Time for Hong Kong workers to get reasonable 5.5 per cent pay rise says union chief, as she calls out companies for not sharing the wealth
- Confederation of Trade Unions boss points to massive profits and says worker morale will be undermined by small rise
- Sun Hung Kai Properties among companies reporting double-digit growth as it posts annual profit of almost HK$50 billion
A trade union chief has called on Hong Kong businesses to give staff a 5.5 per cent pay rise this year, and said workers had not benefited from the fruits of their own labour in the past.

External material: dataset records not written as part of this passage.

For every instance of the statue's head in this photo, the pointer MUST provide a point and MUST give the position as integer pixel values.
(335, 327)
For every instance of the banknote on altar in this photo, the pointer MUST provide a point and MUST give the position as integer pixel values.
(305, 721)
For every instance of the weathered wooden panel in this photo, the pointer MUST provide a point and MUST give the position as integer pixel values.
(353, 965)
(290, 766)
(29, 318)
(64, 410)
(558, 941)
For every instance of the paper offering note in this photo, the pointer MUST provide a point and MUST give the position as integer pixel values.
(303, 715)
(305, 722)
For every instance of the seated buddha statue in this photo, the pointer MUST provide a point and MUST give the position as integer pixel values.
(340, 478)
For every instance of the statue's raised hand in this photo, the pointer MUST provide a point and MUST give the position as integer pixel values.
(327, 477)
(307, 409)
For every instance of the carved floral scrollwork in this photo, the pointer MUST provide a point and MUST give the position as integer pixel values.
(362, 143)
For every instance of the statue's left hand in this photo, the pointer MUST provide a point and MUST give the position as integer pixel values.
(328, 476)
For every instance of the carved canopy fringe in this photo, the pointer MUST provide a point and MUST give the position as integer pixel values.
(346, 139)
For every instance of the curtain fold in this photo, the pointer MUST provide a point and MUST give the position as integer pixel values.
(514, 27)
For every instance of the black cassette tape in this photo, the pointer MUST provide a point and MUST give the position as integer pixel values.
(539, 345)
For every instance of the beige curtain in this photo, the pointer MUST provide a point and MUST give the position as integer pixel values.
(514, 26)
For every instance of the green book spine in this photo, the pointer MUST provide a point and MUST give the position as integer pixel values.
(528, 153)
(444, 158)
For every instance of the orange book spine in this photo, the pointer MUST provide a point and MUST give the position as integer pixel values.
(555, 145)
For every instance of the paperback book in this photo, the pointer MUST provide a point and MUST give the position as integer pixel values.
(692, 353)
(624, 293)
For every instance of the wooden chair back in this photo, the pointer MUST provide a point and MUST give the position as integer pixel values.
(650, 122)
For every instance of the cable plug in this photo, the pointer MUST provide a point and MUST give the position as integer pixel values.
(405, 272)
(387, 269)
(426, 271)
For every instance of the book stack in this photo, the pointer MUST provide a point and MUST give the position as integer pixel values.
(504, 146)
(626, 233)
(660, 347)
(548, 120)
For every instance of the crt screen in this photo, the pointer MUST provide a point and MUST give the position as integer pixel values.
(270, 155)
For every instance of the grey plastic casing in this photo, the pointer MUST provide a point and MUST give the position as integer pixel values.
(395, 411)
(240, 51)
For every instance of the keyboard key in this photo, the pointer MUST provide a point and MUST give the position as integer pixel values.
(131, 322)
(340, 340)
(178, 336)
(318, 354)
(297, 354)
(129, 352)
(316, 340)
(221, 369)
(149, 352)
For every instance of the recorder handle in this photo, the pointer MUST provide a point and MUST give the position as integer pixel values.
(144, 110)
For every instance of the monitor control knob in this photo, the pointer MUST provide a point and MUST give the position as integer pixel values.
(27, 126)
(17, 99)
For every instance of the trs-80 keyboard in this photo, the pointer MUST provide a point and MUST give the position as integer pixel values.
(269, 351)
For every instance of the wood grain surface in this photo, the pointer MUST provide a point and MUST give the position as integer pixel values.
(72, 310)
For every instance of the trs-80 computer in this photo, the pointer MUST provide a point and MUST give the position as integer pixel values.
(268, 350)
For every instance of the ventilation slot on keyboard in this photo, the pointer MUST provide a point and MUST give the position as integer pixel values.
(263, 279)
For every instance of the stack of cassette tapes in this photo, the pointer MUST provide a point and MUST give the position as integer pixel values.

Carol Ng Man-yee, chairwoman of the Confederation of Trade Unions (CTU), said over the past 10 years there was an 18 per cent gap between the increase in productivity and the rise in pay in real terms for staff.
On Sunday, Ng also told bosses they should not try to use the US-China trade war as an excuse to rein in staff pay, and any wage rise below the CTU’s recommendation would adversely affect employee morale.
According to Ng, taking into account the latest official estimate of 2.4 per cent actual GDP growth, an inflation rate of 2.7 per cent, and an estimated 3.2 per cent growth in the consumer price index, the CTU believed a pay rise of 5.5 per cent increase would be reasonable.
“The 18 per cent difference between real wage growth and productivity growth over the past 10 years has reflected the fact that the city’s employees have failed to enjoy the economic benefits they contributed,” she said.
“Our proposed pay rise of 5.5 per cent for next year is reasonable. Any pay rise below this rate will only undermine staff morale.”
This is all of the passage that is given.